最後には先端の尖った木の杖のようになった。
堅い木の様な、巨大蜘蛛のパーツからできた謎素材。
これって蜘蛛が糸とかを使って死体を多少加工してるように、俺にも出来るのだろうか。
霊気を操作して素材とか変化させたり。要検証だ。
蜘蛛の足の素材は持っていこう。
2階から飛び降りてもう少し安全そうな場所を探す。
ふと空が暗くなった、見上げると小雨が降り始めていた。
薄暗くなってきたが、このくらいの明かり。
奴はどのくらい嫌がるんだ?
大丈夫だろうか。
まだ朝なのにこれ以上暗くなるとヤバい?
曇りだと動けるとかやめてくれよ。
ちょっと待て。
今俺がするべきことは何だ。
安全の確保? 安全な隠れ家を探す?
人間を探す? あの子を探す?
空を見ると黒雲が遠くに立ち込めていた。
隠密モードで見つからずにどの位行動できるのかも不明。
どうする。
こいつから逃げてショッピングモール付近から離れて探索するか、それともそのまま家に帰るか。

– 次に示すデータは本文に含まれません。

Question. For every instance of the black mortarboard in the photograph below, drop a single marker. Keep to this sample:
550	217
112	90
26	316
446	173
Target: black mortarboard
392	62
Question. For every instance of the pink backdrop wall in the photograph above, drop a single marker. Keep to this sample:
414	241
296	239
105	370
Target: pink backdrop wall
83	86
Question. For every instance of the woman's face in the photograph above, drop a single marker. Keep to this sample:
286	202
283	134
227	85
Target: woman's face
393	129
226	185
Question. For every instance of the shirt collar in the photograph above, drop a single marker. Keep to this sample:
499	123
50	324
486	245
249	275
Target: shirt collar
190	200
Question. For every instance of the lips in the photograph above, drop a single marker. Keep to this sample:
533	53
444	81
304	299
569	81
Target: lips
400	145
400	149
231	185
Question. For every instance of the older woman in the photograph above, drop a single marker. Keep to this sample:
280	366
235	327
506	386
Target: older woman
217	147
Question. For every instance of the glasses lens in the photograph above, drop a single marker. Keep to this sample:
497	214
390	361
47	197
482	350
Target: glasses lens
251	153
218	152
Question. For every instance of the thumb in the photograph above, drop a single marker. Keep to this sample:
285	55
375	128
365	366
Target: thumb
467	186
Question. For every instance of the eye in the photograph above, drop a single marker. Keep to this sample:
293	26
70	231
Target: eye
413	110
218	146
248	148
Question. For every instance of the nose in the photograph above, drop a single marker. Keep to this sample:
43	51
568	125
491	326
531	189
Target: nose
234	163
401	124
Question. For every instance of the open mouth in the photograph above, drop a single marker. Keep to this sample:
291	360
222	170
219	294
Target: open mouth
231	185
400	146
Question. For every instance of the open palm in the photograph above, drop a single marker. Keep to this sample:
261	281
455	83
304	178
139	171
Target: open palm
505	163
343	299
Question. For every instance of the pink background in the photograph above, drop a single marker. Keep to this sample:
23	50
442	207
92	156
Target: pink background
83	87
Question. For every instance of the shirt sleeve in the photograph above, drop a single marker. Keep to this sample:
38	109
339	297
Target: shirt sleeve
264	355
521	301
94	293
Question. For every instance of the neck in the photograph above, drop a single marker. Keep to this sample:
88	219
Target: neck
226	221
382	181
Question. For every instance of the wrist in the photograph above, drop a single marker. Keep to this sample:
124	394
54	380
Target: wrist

もし人間がほとんど避難済みなら家に帰っても仕方ない。
避難場所は何処だ。
空港?
分からない。何故サイレンも航空機も何も聞こえないんだ。
迷う。
でもどうしても行きたいのは業者用の搬入口。
あの蜘蛛あそこに潜んでたんじゃないかという気がした。
暗くなってからでは遅い。確認するなら今行ってみるか。
気配を消しつつ1階から施設外側にいき建物反対側の一角を小走りで目指す。肉体の調子が良い意味でおかしかった。小走りとは、とても言えないほどの速度。
途中でまた鼠と犬を1匹仕留める。
鼠はいいが、犬型はやっぱり少し怖い。普通のイヌなんてもんじゃないほど強い。
搬入口はあの糸で出来た蜘蛛の巣。それに人やら魔物やらの死体が数十はあった。
トラックが2台止まっていて鍵も見つけた。
後は、蜘蛛が普段休んでそうな場所と関係者用の部屋に続く扉があった。
雨足が強まってきた……
施設のこちら側がどうなってるかも確認。
ここらの住人たちがどうなってるかはずっと気になっていた。
一度近くの警察署がどうなってるのか確認しに行くか。
もし生存者がいれば俺よりかは色々知ってるだろう。
でもここら辺の大きめの警察署どこにあるか知らないんだよな。もうちょっと遠いところの小さい警察署ならわかるけど。
しかも今はネットが機能していないみたいだし。
ショッピングモールから離れる前に施設内で色々と物色。
登山用の服のブランド店から雨具を拝借して必要物資をバックパックに詰め込んで出発。
都心のほうへ。
雨に降られながら土地勘を頼りに南に向かった。
途中で民家を見ても、無人。まったく人の気配がない。
もっと都心へ行ってみる。
駆け出すと、やはり身体能力が凄まじく向上しているのを実感した。普通じゃない、オリンピックアスリートじゃないんだぞ、俺は。
ザアザア雨がマシンガンのように雨具に当たっていた。
軽く見積もっても時速40キロ以上は出てそうだった。
本気で直線を走ってみようか。
盛大に転んだ。
二足歩行じゃこれ以上の速さは段々きつくなってくるみたいだ。
結構これはコツがいるかもしれない。
霊気の性質を変化させてグリップをよくしたり工夫が必要だ。
今の俺じゃ、出来ないけど。
慣れてくればいつかできるかもしれない。
霊気、めんどくさいマナって呼ぼうかな。魔力は?
わからない。霊気でいいや。
霊気は吸えたり、纏える。
あと何となく変化、変質もさせれる。本当に少しだけど。
あとは何だろう、強化されたりもか。